Europa und das Internet
In den 70er Jahren existierten in Europa bereits ehrgeizige Pläne für den Aufbau eines eigenen "Europäischen Informatik Netzwerkes".
Der Engländer Donald Davies vom "National Physical Laboratory", der zeitgleich mit dem Amerikaner Paul Baran die Methode "packetswitching" erfand , experimentierte seit Ende der 60er Jahre am Nationalen Institut für Physik an einem Netzwerk namens NPL.
In Frankreich realisierte das Team rund um Louis Pouzin, dem auch Hubert Zimmermann angehörte, 1973 das Netzwerk Cyclades. Dabei arbeiteten die Franzosen eng mit den Amerikanern zusammen. Das Design von Cyclades beeinflusste auch den weiteren Verlauf der Geschichte in den USA: Bob Kahn und Vint Cerf übernahmen 1974 Teile des Konzepts und inkorporierten es in ihr Protokoll TCP, Transmission Control Protocol.
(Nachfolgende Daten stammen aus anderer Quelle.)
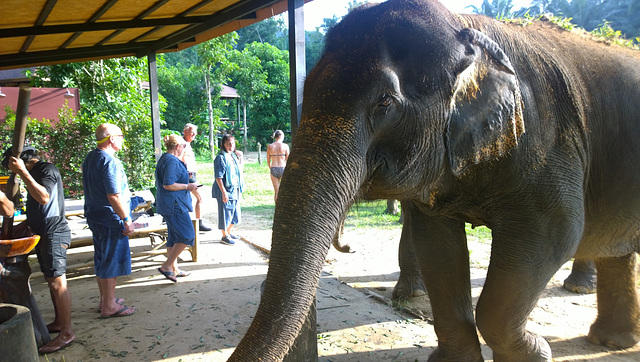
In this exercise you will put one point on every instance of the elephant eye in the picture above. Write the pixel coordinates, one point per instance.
(385, 101)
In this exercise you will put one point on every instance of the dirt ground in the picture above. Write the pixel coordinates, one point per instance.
(203, 316)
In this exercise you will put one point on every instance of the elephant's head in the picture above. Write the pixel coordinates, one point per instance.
(405, 97)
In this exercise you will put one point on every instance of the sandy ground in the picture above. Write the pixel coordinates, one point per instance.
(203, 316)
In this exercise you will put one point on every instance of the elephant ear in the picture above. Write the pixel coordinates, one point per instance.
(486, 108)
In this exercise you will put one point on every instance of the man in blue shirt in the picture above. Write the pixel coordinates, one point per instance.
(228, 188)
(107, 209)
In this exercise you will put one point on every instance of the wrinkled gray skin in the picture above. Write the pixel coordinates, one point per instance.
(582, 279)
(530, 130)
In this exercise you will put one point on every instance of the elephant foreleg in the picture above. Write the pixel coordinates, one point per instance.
(410, 282)
(441, 249)
(618, 322)
(582, 278)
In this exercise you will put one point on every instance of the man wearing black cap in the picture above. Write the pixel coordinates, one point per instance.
(45, 216)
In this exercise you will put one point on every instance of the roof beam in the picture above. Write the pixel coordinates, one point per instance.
(44, 14)
(107, 25)
(103, 9)
(224, 16)
(140, 16)
(48, 56)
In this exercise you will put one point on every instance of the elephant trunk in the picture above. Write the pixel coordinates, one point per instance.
(316, 191)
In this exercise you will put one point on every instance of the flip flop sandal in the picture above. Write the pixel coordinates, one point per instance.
(168, 275)
(40, 350)
(120, 313)
(118, 301)
(182, 274)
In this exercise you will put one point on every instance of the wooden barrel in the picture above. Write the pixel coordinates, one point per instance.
(17, 341)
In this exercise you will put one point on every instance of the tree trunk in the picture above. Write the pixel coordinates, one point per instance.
(207, 82)
(244, 126)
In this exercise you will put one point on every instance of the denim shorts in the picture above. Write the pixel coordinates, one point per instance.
(52, 254)
(179, 228)
(228, 213)
(111, 256)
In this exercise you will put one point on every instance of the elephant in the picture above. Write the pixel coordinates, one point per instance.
(527, 128)
(582, 279)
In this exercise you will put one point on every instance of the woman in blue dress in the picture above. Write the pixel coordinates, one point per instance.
(173, 202)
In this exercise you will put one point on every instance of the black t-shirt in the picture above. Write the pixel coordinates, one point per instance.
(47, 219)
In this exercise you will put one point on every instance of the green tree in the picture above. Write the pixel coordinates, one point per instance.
(111, 91)
(272, 111)
(251, 82)
(183, 88)
(215, 66)
(271, 30)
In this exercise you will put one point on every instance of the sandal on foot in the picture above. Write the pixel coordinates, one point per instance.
(45, 350)
(168, 275)
(182, 274)
(118, 301)
(120, 313)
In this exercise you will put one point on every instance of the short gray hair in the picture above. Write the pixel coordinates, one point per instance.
(190, 125)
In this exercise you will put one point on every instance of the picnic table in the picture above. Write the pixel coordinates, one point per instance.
(149, 226)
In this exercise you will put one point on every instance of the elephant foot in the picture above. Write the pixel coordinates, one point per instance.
(439, 356)
(616, 338)
(409, 288)
(580, 283)
(541, 351)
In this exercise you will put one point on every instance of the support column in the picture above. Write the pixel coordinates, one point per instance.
(155, 107)
(297, 60)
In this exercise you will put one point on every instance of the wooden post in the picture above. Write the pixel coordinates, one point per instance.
(259, 154)
(12, 189)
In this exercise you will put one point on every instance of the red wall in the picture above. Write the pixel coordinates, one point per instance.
(45, 102)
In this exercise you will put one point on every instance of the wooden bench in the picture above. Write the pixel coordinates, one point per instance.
(81, 235)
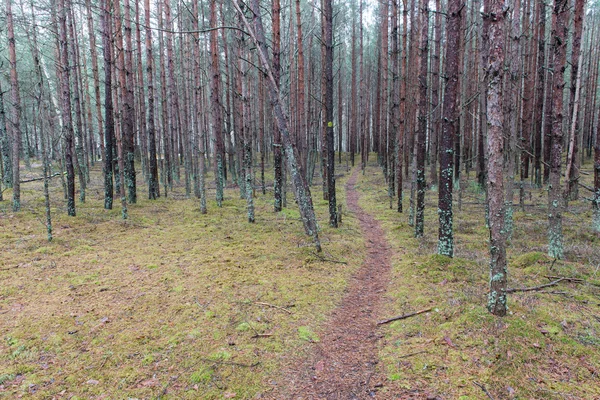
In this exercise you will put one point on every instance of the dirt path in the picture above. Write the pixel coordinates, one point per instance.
(342, 365)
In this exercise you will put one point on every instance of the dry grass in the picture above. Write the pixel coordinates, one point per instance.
(546, 348)
(167, 304)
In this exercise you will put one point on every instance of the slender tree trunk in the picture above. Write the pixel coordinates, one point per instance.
(200, 110)
(109, 127)
(395, 112)
(77, 103)
(15, 125)
(277, 144)
(301, 188)
(572, 167)
(328, 73)
(493, 61)
(436, 106)
(449, 127)
(129, 109)
(217, 119)
(93, 51)
(560, 30)
(65, 92)
(401, 133)
(153, 183)
(539, 96)
(423, 111)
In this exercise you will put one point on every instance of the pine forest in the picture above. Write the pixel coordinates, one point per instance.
(300, 199)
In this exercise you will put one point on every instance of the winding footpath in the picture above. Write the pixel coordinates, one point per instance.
(342, 365)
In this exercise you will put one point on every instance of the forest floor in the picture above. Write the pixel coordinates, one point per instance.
(174, 304)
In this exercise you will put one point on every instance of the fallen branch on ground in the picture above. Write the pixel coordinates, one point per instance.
(39, 179)
(272, 305)
(387, 321)
(324, 259)
(413, 354)
(484, 389)
(566, 278)
(534, 288)
(259, 335)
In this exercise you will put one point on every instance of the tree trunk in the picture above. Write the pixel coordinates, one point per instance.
(15, 118)
(153, 183)
(109, 127)
(572, 167)
(301, 188)
(328, 89)
(449, 126)
(422, 128)
(277, 144)
(560, 30)
(493, 61)
(77, 102)
(92, 39)
(65, 92)
(129, 110)
(217, 119)
(200, 110)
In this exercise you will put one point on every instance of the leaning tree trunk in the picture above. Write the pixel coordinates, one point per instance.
(301, 188)
(560, 29)
(449, 126)
(493, 62)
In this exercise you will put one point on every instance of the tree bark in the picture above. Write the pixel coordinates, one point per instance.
(422, 128)
(153, 183)
(65, 92)
(449, 126)
(217, 119)
(277, 144)
(560, 30)
(493, 61)
(328, 89)
(15, 118)
(301, 188)
(109, 127)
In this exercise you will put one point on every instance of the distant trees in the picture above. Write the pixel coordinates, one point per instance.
(191, 84)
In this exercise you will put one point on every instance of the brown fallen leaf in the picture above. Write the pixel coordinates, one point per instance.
(320, 366)
(448, 341)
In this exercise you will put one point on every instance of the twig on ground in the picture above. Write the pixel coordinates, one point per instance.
(234, 364)
(260, 303)
(482, 387)
(320, 257)
(566, 278)
(534, 288)
(259, 335)
(413, 354)
(9, 268)
(39, 179)
(404, 316)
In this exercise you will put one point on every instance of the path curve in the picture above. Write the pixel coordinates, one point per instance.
(342, 365)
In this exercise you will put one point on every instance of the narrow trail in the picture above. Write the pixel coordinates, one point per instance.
(343, 363)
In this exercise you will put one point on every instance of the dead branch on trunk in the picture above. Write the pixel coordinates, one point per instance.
(404, 316)
(535, 288)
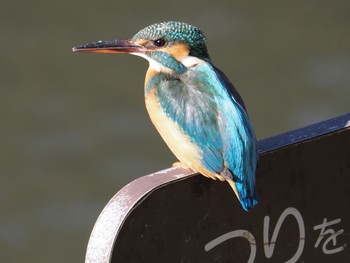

Die goldenen Netzwerk-Zeiten
Zu dieser Zeit war das Leben der Computernetzwerker noch in Ordnung. Arpanet und Cyclades bewiesen, dass ein verbindungsloser Netzaufbau funktionierte, und mit Datagrams und TCP war der nächste Schritt Richtung Internet gesetzt. Um den Aufbau transnationaler Netzwerke voranzutreiben gründete man Mitte der 70er Jahre bei IFIP schließlich die Arbeitsgruppe TC6.
Hubert Zimmermann dazu: "Da kamen die Leute vom Arpanet, NPL, also das Team rund um Donald Davies und noch andere Wissenschafter aus der ganzen Welt zusammen. Die Gruppe bekam somit einen offiziellen und internationalen Charakter. Da saßen nicht nur mehr befreundete Wissenschafter zusammen. Wir fragten uns damals: Wie baut man Computernetzwerke? Wie koordiniert man die Arbeiten am besten? Man tauschte Ideen aus und kam schließlich zu der Überzeugung, dass die Lösung dieser Fragen darin liegt, Standards zu formulieren".
Zusammenarbeit mit ISO
ISO, die Internationale Standard Organisation, die für die Ausarbeitung von weltweiten Normen im technischen Bereich zuständig ist, erschien den Beteiligten als logischer Ort für ein derart internationales Projekt.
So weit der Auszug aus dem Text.